One By One by Freida McFadden(40)
“You can’t just wash them?”
She glared at me. “Maybe if you washed yourself better, you wouldn’t be covered in lice.”
I should have been able to guess what she would do next, but it still came as a surprise when she whipped out the razor. I took a step back. “No,” I said.
“If you don’t hold still, half your scalp is coming off too.”
In the end, I let her do it. My hair was already very short, only about half an inch from my skull, but it felt different to be shaved bald. My head felt cold.
She put me in the shower after that. She watched me bathe, cranking the heat up so high that my skin turned bright red. She didn’t leave until she watched me soap myself up. Then she finally left. Maybe to burn the rest of my clothing.
After I finished showering, I looked at myself in the bathroom mirror. My scalp was so white. And round. I looked like an alien.
I went to my bed and lay down on the bare mattress, because the sheets had been stripped. I’m sure my mom meant for me to put on a new sheet, but I didn’t feel like it. Snowball wandered into the room and peered up at me curiously. I reached out to stroke her white fur, hoping it might comfort me, and she hissed at me. Even though she was just a cat, my mother had taught her to hate me. Snowball would never be shorn like I was.
I wanted to wear a baseball cap to school the next day, but they weren’t allowed in the school, so I had to take it off when I entered the building. As I walked into the room, everybody started laughing. A note had gone home in our backpacks yesterday that a child in the class had been diagnosed with lice. My shaved head made it obvious it was me.

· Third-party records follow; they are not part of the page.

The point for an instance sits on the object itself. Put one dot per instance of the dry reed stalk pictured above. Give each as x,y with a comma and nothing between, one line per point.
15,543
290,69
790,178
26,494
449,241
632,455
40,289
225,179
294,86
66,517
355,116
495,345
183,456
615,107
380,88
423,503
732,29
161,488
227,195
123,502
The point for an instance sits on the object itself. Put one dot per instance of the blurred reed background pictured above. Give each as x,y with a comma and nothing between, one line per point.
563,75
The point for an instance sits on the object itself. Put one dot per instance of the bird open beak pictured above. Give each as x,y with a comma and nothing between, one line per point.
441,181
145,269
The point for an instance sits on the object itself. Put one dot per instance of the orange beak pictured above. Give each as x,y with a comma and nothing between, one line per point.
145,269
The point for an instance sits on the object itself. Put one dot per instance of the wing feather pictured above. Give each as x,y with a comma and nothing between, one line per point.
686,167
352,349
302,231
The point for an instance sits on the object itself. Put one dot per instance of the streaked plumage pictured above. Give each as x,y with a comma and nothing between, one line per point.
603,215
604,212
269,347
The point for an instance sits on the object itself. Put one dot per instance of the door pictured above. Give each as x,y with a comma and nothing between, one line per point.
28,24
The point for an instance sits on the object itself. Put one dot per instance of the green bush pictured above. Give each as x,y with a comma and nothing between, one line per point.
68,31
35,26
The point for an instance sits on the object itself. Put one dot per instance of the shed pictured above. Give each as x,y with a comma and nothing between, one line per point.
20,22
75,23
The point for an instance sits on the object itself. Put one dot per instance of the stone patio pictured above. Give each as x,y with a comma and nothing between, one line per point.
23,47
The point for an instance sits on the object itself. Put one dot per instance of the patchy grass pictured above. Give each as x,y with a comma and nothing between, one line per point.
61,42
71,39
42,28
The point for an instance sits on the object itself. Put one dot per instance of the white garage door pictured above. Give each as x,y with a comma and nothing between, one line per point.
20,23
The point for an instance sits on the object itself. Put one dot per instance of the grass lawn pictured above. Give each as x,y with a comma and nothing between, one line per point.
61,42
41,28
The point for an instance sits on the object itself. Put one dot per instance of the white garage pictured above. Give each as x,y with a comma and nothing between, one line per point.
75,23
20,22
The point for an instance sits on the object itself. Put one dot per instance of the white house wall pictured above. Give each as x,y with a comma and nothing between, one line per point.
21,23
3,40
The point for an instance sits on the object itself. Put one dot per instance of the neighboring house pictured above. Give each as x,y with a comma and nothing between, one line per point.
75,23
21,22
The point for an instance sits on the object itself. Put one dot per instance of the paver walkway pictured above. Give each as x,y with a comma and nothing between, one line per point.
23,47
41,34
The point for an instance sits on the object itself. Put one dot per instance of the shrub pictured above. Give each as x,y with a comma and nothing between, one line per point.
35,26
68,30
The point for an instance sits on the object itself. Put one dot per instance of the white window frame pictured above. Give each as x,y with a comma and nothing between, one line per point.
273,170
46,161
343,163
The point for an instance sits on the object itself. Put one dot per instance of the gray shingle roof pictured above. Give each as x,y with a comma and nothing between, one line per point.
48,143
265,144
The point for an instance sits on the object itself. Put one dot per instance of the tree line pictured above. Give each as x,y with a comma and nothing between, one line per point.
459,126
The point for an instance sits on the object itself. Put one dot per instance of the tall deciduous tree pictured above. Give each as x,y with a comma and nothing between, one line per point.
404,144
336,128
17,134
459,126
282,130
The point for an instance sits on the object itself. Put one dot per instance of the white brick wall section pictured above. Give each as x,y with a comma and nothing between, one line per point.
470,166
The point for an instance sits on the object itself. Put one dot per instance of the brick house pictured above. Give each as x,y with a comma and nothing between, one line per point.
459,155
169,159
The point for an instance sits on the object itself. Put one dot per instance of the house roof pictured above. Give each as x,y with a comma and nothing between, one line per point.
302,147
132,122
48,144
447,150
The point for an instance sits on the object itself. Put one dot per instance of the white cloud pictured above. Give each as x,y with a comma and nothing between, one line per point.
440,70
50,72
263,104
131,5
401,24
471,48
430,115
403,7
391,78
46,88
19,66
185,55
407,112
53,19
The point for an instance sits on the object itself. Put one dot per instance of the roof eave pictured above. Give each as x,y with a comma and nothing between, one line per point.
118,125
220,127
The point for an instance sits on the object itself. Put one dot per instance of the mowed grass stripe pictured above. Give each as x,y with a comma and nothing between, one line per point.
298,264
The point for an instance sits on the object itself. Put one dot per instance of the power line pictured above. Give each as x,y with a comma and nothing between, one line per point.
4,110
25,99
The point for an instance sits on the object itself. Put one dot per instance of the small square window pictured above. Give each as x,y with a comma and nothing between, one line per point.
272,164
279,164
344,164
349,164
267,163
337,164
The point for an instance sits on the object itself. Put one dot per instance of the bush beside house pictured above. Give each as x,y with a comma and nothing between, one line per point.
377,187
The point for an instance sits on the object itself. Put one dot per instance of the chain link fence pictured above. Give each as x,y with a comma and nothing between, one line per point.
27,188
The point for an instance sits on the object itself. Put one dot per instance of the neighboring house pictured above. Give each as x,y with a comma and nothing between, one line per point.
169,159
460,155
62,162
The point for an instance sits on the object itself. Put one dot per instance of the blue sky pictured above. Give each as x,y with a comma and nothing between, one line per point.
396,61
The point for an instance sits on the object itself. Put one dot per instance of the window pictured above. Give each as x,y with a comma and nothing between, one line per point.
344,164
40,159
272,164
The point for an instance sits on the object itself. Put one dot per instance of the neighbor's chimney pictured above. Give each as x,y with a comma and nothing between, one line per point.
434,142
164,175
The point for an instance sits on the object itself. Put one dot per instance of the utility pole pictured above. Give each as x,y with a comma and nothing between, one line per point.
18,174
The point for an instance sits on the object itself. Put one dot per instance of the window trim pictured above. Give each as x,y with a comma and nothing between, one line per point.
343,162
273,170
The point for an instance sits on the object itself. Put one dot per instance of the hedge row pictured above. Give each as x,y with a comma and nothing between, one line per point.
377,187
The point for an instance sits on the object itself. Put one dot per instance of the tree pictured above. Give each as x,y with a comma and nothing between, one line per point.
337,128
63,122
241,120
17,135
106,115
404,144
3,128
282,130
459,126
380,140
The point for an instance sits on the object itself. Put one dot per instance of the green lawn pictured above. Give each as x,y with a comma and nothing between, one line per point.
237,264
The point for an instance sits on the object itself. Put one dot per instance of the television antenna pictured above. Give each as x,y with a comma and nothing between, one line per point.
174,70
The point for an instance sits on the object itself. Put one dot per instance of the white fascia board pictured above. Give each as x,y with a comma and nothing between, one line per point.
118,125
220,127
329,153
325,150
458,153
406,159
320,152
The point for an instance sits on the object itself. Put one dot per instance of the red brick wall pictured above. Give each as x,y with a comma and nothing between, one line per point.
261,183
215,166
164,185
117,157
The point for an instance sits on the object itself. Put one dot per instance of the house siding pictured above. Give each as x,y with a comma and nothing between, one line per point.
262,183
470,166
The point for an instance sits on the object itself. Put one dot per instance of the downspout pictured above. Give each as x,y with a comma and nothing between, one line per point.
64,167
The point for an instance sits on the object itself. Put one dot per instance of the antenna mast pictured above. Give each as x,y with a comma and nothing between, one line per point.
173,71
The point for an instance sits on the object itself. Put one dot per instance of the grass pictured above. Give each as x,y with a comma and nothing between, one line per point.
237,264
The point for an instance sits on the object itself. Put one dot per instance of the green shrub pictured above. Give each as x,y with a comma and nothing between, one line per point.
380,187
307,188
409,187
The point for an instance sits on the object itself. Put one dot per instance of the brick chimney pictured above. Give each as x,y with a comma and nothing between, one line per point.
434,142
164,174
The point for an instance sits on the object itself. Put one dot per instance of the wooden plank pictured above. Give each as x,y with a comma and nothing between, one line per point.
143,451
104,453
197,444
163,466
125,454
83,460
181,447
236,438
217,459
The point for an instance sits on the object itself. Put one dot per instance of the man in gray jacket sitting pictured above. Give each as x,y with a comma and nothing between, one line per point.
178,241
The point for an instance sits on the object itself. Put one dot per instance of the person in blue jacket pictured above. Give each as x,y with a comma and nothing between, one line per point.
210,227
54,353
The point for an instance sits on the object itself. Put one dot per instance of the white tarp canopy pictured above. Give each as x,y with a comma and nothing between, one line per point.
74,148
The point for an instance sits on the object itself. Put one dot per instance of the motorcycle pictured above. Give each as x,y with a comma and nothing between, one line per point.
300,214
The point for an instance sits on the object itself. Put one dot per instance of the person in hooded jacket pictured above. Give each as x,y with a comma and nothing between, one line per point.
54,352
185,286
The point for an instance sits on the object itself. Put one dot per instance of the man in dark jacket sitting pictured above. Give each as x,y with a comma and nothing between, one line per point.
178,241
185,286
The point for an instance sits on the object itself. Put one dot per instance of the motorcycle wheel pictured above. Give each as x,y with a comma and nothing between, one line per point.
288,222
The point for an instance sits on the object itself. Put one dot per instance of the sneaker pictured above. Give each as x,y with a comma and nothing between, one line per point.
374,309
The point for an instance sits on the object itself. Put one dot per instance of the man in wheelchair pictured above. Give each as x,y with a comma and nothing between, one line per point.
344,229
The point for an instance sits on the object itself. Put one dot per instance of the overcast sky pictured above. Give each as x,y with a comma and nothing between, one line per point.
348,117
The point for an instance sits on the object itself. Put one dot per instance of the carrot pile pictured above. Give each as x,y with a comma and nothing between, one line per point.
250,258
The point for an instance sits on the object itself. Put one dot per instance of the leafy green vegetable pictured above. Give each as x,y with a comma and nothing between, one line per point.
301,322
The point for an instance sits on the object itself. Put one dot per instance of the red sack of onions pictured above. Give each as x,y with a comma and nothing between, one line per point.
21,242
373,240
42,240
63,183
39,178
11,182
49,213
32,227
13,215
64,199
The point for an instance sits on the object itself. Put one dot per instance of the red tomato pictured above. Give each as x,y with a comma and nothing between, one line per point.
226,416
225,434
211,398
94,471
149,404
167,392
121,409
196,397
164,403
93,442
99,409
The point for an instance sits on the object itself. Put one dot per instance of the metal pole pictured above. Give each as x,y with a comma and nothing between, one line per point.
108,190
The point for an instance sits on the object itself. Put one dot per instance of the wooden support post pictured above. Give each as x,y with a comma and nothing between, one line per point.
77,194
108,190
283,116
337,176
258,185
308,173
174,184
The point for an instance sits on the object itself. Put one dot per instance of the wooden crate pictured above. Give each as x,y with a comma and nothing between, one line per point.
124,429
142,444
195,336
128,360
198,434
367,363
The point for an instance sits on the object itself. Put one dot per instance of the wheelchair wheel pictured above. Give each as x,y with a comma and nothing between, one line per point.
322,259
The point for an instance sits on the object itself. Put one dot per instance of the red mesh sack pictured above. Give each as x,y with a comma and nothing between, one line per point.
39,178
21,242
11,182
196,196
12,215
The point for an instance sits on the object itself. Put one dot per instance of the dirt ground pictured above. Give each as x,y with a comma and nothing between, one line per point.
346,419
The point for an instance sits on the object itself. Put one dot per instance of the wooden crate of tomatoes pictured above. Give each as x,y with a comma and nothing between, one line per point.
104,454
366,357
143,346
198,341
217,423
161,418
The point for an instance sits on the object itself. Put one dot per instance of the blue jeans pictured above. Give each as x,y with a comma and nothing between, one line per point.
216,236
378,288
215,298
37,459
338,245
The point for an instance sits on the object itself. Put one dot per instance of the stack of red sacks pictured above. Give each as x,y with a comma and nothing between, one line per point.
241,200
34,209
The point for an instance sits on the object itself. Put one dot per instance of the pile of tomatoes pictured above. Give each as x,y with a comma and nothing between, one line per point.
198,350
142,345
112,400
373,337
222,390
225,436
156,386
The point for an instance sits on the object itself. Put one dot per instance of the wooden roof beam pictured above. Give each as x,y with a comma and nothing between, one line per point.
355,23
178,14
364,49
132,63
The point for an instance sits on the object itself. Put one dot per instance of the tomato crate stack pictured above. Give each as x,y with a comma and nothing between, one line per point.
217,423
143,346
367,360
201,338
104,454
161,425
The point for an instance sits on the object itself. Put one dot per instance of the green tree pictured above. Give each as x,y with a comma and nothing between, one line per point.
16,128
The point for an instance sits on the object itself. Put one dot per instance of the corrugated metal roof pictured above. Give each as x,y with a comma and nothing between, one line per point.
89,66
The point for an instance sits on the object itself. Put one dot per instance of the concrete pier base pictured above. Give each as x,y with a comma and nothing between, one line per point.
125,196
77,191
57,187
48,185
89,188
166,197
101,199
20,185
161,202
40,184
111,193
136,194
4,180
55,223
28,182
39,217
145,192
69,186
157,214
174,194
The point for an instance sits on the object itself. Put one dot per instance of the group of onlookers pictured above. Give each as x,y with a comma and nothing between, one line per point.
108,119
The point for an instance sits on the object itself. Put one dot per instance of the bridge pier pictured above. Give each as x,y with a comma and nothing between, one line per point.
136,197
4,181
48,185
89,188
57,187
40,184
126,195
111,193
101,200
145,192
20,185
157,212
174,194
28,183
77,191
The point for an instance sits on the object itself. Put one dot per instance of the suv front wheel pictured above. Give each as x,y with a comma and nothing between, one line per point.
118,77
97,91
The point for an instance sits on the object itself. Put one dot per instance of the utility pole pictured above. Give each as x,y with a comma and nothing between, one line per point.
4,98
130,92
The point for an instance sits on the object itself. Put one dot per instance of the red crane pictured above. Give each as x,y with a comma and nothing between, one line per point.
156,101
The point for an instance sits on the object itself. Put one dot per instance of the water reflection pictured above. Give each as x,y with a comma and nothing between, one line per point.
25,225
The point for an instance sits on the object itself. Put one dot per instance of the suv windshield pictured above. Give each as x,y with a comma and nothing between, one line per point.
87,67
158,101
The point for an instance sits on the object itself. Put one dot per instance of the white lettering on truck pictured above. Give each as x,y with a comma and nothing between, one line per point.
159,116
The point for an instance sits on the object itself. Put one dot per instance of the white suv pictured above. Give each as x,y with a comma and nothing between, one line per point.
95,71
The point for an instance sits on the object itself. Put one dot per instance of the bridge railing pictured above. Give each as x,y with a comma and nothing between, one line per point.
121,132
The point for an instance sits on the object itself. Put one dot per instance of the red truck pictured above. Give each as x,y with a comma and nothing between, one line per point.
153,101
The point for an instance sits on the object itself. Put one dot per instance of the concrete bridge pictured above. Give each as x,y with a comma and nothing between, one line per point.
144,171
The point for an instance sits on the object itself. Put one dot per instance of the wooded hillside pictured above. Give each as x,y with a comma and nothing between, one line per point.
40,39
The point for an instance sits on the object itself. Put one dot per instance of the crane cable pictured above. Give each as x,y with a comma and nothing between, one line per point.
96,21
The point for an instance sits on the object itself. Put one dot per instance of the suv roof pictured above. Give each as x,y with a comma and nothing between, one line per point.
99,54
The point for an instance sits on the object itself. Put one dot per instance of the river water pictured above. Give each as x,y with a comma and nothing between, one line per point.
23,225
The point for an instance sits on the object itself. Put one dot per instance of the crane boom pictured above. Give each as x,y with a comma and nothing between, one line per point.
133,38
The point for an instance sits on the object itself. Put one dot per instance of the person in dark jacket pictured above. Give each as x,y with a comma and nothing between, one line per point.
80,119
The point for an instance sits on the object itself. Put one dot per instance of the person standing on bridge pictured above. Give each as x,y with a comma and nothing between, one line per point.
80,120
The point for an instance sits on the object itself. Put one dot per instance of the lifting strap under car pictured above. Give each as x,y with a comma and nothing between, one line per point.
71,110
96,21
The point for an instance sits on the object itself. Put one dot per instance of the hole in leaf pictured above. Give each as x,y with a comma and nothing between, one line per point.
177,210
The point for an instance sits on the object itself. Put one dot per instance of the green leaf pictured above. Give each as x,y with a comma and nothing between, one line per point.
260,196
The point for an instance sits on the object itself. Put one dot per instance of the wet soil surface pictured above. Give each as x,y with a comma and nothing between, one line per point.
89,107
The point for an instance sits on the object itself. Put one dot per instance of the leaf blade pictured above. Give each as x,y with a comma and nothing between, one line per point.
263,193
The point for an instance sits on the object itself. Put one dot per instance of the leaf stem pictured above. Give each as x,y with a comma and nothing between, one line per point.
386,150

Ever since the beginning of the year, Bryan McCormick had made my life miserable. As soon as recess started, he came up to me with his buddies, and I knew I was in for it. He got right in my face.
“We all knew it was you,” Bryan said. “You’re the one with the cooties.”
I looked away. Tried to ignore him like my dad told me to.
“I bet they’re all over your body too,” he said.
I felt my face turning red.
He laughed. “I bet they’re even in your mouth.”
“Shut up, asshole,” I mumbled under my breath.
He raised his eyebrows. “What did you just say to me, loser?”
I lifted my eyes. “You heard me.”
“Yeah?” He took a step closer to me. “Well, maybe you should take it back.”
He wanted to fight, and that was fine with me. My hands balled into fists. I was small, but I was strong. I pulled back my right arm.
Chapter 22
CLAIRE
A couple of hours later, we’re still lost.
I’m beginning to wish I had trusted Noah and gone off with him. Maybe we would have found some sort of civilization by now. It couldn’t possibly be worse.
Or could it?
We all look like people who have been wandering through the woods for the last day. The hair in my ponytail is sticking to the back of my neck and I’ve got dirt ground into my shorts and shirt. All the guys have a day’s worth of beard on their faces, and their clothes haven’t fared much better than mine. Even Warner doesn’t look so good, although GQ would probably still take him for somewhere in the catalog for a segment on “roughing it.”
We come across another small pond. There are a couple of gray-colored birds drinking from the water, their beaks slurping up the liquid in a way that is starting to make me jealous. Warner nudges Jack. “You should try shooting one of them.”
Jack frowns. “Shooting them?”
Warner rolls his eyes. “We’ve had nothing but trail mix and beef jerky to eat for the last twenty-four hours. We can make a fire and cook up those birds.”
“Oh.” Even though Jack was the one who wanted to go hunting, he doesn’t look excited by the idea of shooting some birds. “I guess.”
“No shit. Just shoot the damn things.”
Jack hesitates, but he finally lifts his rifle. I take a step back, because I have no idea what sort of shot he is. I wasn’t on board with the idea of going hunting, but I feel oddly dispassionate about the idea of shooting these birds. It’s not quite as bad as shooting Bambi’s mother. Although they probably have little birds waiting for them back in the nest. The babies are probably waiting for them to come home and regurgitate some worms into their mouths or something. They’re probably getting hungry.
Ugh, I need to stop thinking about this before I start crying.
Jack aims the rifle, but his hands are shaking like crazy. He adjusts it several times, but I don’t know how he could hit anything.
“Christ, you’re shaking like an old man,” Warner snorts. “Don’t you know how to aim?”
“Just let me do this,” Jack says tightly.
“You’re just going to waste a bullet and scare them off.” Warner holds out his hand. “Let me try.”
Jack tightens his grip on the rifle. “Yeah, right.”
Warner throws back his head and laughs. “What do you think? You think I’m going to steal it from you and shoot you?”
Jack narrows his eyes. “You said it, not me.”
“Well, in that case…” Warner takes a step closer to Jack. “You better keep a close eye on that gun.”